Pombon, Gecqua, and Browt: the leaked final evolution types
- Pombon: Fire/Fairy
- Gecqua: Water/Psychic
- Browt: Grass/Ground
Leaker posts attributed to a user known as Light on Twitter state that Pombon ends up as Fire/Fairy, Gecqua becomes Water/Psychic, and Browt lands on Grass/Ground at full evolution. Light also claims that Pombon will stay quadrupedal throughout its evolution line—something that lines up with what many fans want to see. The worry, at least among some viewers, is that the design could shift toward a bipedal look, which they clearly don’t want.

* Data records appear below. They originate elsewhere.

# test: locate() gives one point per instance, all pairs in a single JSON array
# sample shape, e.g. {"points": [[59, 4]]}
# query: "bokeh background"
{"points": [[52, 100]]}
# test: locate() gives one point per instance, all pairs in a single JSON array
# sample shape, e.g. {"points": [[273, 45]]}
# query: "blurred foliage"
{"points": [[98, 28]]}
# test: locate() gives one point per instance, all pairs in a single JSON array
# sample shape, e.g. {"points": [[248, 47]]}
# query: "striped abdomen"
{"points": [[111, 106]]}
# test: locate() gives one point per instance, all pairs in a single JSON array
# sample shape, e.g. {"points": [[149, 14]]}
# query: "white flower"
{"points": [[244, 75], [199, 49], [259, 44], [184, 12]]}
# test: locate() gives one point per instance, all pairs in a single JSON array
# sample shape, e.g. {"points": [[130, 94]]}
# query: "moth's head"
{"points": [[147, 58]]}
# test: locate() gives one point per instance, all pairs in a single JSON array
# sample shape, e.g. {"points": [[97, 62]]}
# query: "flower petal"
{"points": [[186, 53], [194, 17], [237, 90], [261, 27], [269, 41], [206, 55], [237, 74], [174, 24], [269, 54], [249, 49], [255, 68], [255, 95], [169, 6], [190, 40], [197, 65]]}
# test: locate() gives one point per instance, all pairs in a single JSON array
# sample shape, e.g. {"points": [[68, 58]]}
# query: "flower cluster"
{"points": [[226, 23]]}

On paper, the Pombon typing is the one generating the most excitement. A Fire/Fairy combination is often seen as both offensively threatening and defensively resilient, largely because it offers STAB bonuses and an attractive defensive profile compared to a pure single-type counterpart.
- Fighting (STAB bonus against)
- Bug (STAB bonus against)
- Steel (STAB bonus against)
- Grass (STAB bonus against)
- Ice (STAB bonus against)
- Dragon (STAB bonus against)
- Dark (STAB bonus against)
- Defensive interactions:
- Poison (2x damage taken)
- Ground (2x damage taken)
- Rock (2x damage taken)
- Water (2x damage taken)
- Fighting (50% damage taken)
- Fire (50% damage taken)
- Grass (50% damage taken)
- Ice (50% damage taken)
- Dark (50% damage taken)
- Fairy (50% damage taken)
- Bug (25% damage taken)
- Dragon (no damage taken)
Meanwhile, Browt being a Grass/Ground starter final evolution sounds like it would be fun to play and easier to build a distinct identity around. One community reaction came from a Twotter user, @froggcitrus, who described how a Grass/Ground Browt could resemble a dodo-like design, and even “cried” in the sense that it sounds like such a cool idea. A major part of the appeal is that it could help Browt feel meaningfully different from Rowlet, rather than blending into the same general “starter bird” niche.
Of the three, Gecqua appears to be the one drawing the least immediate hype from fans, but Water/Psychic is still considered a solid pairing. The bigger question is how it evolves into that final stage—what its intermediate look is, what its learnset might lean toward, and how its personality and role translate as the line develops.
What’s still unknown, and what players might expect next
Even if players believe these typings have a strong chance of being real, the exact timing of when anyone can confirm it is still uncertain. The logic is simple: official Pokémon Winds and Waves updates are not expected until 2027, and there’s no reason to assume the next trailer will include full confirmation of every starter evolution type.
That said, there is a separate possibility that could land sooner. The game’s box art Legendary Pokémon could potentially appear in the next trailer. Whether that happens immediately or not until closer to the 2027 release window is unclear, but in the meantime, every month is another step toward seeing what the “final form” of the game’s story and lineup actually looks like.